Caitlin shook her head. ‘Isla said she’d leave a very large note on the front door telling her to call me the minute she got back and…’ She pulled out her mobile to double-check. ‘Nope. There’s no missed call. God, I hope she’s all right.’
Sean stopped walking and leaned against the ruined wall of the castle keep. ‘You care a great deal about her, don’t you?’
‘Yes, I do, though she’d never believe it. I’m the archetypal wicked stepmother in her eyes and she doesn’t let me forget it.’
Sean grimaced. ‘Fifteen-year-olds can be brutal, and they always kick against their parents. I certainly did at that age, and you weren’t much older when you snuck out of your gran’s and joined me on the harbour wall for a sneaky cigarette. Do you still smoke?’
‘No, I gave up ages ago,’ said Caitlin, her mind drifting back to their teenage days. Everything had seemed much simpler then, before she’d begun to panic about being trapped in Heaven’s Cove for years as a carer. Just as Isla had been.
Caitlin took a deep breath to stop guilt from overwhelming her. ‘What about you?’ she asked. ‘Are you still cadging cigarettes from people?’
‘Nope. I never much liked smoking and only did it to seem more grown up than I was. I was trying to impress you.’
‘Were you?’ Caitlin tried to smile but her frozen cheeks hardly moved. ‘You didn’t need to. I was impressed already.’
She shouldn’t have said that. It was best to steer away from the past. Caitlin leaned against the ruined wall too, ignoring the cold that immediately began to seep through her jeans, and started flexing her numb toes in Isla’s wellies.
‘Do you want half a sausage roll?’ Sean suddenly asked, pulling out the paper bag that he’d stuffed into his pocket after her fall.
‘Shouldn’t we keep looking?’
‘We will, but you look like you need some food first. You’re very pale.’
‘Um…’ Caitlin was aware of her stomach rumbling. She’d been so busy worrying about Maisie, she’d forgotten to have breakfast. And when Sean opened the grease-stained bag, she caught an enticing aroma of pastry and spices. ‘Go on, then! That would be great, if you don’t mind. I am quite hungry.’

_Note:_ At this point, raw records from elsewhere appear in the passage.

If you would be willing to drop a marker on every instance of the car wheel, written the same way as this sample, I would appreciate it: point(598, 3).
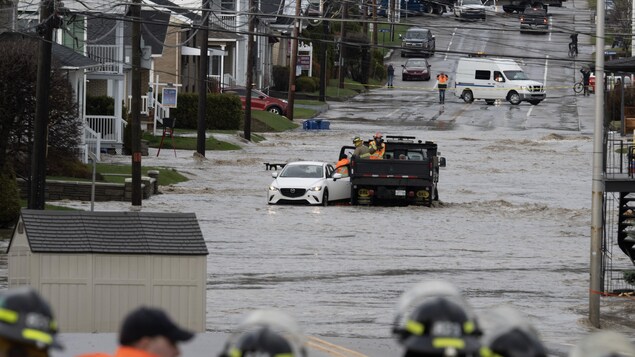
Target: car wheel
point(468, 96)
point(325, 198)
point(513, 97)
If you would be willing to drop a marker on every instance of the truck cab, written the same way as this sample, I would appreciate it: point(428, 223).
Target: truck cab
point(408, 174)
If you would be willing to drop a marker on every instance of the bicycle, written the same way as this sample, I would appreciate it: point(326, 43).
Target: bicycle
point(573, 49)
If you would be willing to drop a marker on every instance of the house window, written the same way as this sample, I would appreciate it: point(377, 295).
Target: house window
point(228, 5)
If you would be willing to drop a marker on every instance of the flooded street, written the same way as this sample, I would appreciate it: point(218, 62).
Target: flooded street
point(512, 228)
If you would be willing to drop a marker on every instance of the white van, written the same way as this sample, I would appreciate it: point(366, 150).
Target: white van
point(495, 78)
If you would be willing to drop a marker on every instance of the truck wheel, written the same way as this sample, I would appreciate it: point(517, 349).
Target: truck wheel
point(513, 97)
point(468, 96)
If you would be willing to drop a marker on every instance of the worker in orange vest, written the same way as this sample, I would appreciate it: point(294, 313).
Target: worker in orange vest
point(341, 167)
point(443, 85)
point(377, 147)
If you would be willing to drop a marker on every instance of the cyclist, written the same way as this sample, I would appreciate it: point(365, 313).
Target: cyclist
point(573, 45)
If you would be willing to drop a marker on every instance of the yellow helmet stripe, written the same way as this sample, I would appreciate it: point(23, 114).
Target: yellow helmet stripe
point(415, 328)
point(36, 335)
point(444, 342)
point(469, 327)
point(8, 316)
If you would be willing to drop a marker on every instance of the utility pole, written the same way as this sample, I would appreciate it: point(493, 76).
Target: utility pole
point(323, 64)
point(374, 11)
point(250, 69)
point(294, 59)
point(135, 105)
point(40, 140)
point(202, 82)
point(342, 44)
point(595, 284)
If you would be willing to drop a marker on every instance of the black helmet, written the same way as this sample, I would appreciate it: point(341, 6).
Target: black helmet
point(25, 317)
point(511, 336)
point(604, 344)
point(266, 333)
point(435, 320)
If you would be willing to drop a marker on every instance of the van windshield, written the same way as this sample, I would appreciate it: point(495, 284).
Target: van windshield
point(515, 75)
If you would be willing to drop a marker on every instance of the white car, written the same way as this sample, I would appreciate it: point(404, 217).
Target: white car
point(308, 182)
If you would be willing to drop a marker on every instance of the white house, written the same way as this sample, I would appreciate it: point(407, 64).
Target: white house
point(94, 267)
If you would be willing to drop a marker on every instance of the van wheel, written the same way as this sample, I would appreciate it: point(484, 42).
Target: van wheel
point(468, 97)
point(513, 97)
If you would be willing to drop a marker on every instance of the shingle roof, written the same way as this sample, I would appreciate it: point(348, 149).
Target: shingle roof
point(66, 56)
point(113, 232)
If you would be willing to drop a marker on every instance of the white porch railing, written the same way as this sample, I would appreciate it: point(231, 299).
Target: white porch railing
point(144, 104)
point(107, 126)
point(91, 144)
point(109, 56)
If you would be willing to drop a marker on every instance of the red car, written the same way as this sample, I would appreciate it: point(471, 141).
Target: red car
point(260, 101)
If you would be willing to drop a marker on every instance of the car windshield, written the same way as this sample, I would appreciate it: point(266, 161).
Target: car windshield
point(303, 171)
point(515, 75)
point(419, 35)
point(416, 63)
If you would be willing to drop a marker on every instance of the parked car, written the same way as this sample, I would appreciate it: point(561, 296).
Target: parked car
point(469, 9)
point(415, 68)
point(260, 101)
point(534, 20)
point(418, 41)
point(308, 182)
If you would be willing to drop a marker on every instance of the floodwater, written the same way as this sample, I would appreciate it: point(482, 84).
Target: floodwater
point(513, 227)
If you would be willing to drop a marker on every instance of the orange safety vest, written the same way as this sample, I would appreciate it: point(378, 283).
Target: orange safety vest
point(342, 167)
point(379, 151)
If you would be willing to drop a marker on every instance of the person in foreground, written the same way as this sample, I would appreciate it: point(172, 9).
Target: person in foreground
point(266, 333)
point(510, 335)
point(27, 325)
point(433, 319)
point(148, 332)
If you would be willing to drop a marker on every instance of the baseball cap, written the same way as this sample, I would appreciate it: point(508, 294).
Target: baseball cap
point(150, 322)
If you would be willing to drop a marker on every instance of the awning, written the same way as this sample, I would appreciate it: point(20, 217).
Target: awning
point(193, 51)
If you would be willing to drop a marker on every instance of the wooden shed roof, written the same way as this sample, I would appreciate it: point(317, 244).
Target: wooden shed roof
point(113, 232)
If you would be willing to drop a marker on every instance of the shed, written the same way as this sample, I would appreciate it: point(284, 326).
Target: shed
point(94, 267)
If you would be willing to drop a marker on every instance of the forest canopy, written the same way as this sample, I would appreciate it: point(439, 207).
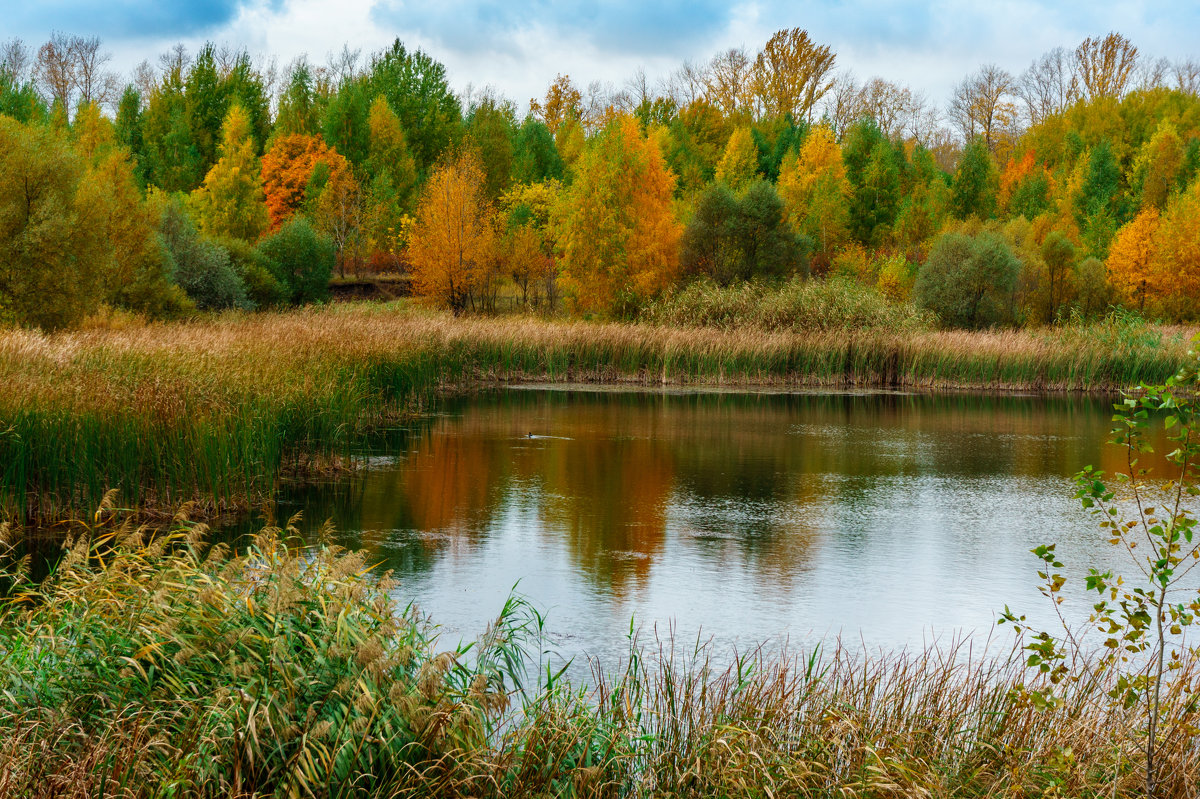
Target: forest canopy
point(214, 180)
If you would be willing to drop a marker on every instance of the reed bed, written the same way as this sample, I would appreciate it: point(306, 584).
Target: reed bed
point(214, 410)
point(151, 665)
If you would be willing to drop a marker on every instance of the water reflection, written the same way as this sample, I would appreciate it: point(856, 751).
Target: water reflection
point(749, 515)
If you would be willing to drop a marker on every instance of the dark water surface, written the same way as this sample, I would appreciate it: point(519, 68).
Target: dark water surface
point(749, 516)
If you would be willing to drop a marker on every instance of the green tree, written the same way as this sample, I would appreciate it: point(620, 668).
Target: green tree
point(1096, 204)
point(973, 187)
point(300, 259)
point(204, 104)
point(969, 281)
point(346, 121)
point(735, 239)
point(129, 130)
point(173, 161)
point(298, 104)
point(535, 156)
point(1158, 164)
point(201, 266)
point(417, 89)
point(19, 101)
point(49, 260)
point(491, 128)
point(739, 164)
point(231, 203)
point(1059, 259)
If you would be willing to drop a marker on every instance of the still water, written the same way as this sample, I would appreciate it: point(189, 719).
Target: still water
point(747, 517)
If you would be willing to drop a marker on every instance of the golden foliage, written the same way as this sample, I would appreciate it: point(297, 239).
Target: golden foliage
point(232, 202)
point(616, 226)
point(453, 244)
point(739, 164)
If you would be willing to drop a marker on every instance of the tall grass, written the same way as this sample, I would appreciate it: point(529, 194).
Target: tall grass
point(157, 667)
point(214, 410)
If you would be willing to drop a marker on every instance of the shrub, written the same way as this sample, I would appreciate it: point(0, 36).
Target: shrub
point(969, 281)
point(300, 259)
point(277, 672)
point(835, 304)
point(202, 266)
point(263, 288)
point(732, 239)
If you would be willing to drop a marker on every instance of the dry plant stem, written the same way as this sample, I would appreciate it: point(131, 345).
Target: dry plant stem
point(214, 410)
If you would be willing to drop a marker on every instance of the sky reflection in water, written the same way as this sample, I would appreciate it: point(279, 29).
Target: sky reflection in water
point(751, 516)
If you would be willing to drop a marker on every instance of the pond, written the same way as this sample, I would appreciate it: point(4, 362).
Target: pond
point(747, 517)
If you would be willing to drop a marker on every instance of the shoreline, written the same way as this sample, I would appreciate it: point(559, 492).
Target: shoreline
point(215, 409)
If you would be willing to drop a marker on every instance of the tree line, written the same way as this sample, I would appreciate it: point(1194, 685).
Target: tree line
point(210, 181)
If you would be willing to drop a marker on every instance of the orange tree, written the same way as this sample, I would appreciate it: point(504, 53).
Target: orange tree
point(617, 232)
point(288, 169)
point(453, 245)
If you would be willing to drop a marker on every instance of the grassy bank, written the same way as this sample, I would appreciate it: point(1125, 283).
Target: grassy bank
point(163, 668)
point(213, 410)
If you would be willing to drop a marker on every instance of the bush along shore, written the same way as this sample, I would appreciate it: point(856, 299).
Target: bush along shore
point(150, 664)
point(214, 410)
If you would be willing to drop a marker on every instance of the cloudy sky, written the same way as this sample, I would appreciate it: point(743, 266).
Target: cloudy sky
point(519, 47)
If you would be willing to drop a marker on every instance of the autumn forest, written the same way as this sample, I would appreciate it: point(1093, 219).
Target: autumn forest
point(210, 180)
point(742, 414)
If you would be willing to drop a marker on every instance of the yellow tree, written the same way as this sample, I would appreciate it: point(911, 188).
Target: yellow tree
point(231, 202)
point(563, 102)
point(1158, 164)
point(528, 246)
point(453, 244)
point(791, 73)
point(341, 215)
point(617, 232)
point(727, 82)
point(93, 132)
point(739, 164)
point(815, 191)
point(1105, 66)
point(1175, 268)
point(1132, 257)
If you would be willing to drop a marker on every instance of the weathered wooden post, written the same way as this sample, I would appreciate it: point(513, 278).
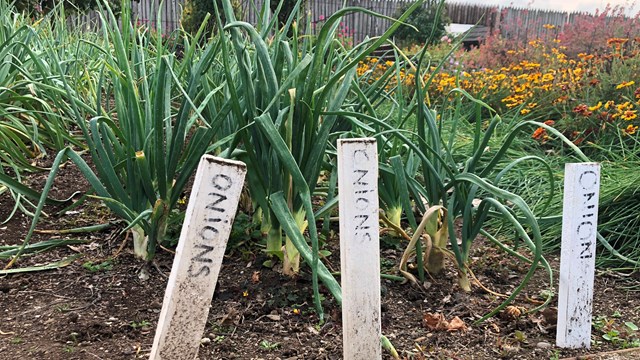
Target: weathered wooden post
point(207, 225)
point(359, 248)
point(577, 256)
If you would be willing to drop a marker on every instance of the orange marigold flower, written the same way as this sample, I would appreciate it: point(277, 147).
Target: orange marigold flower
point(625, 84)
point(616, 41)
point(583, 110)
point(595, 107)
point(539, 133)
point(629, 115)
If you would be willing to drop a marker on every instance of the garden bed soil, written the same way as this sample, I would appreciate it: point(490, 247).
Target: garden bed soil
point(106, 303)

Sean broke the sausage roll in half and passed it over. It was only luke-warm but still tasted delicious.
‘One of Stan’s specials?’ asked Caitlin. Stan had run the village Mini Mart for ever, and his snacks were legendary in the village.
‘That’s right, though Stan’s not well these days so it’s mostly his family running the shop.’
‘I didn’t realise. That’s a real shame.’
Caitlin hardly remembered Stan but the thought of him being ill and the shop changing made her sad. She’d once known Heaven’s Cove like the back of her hand but a lot had changed while she’d been away. The cottages were as quaint and the air was still laced with the fishy smell of the sea, but the people were different. They’d moved on while she’d been gone.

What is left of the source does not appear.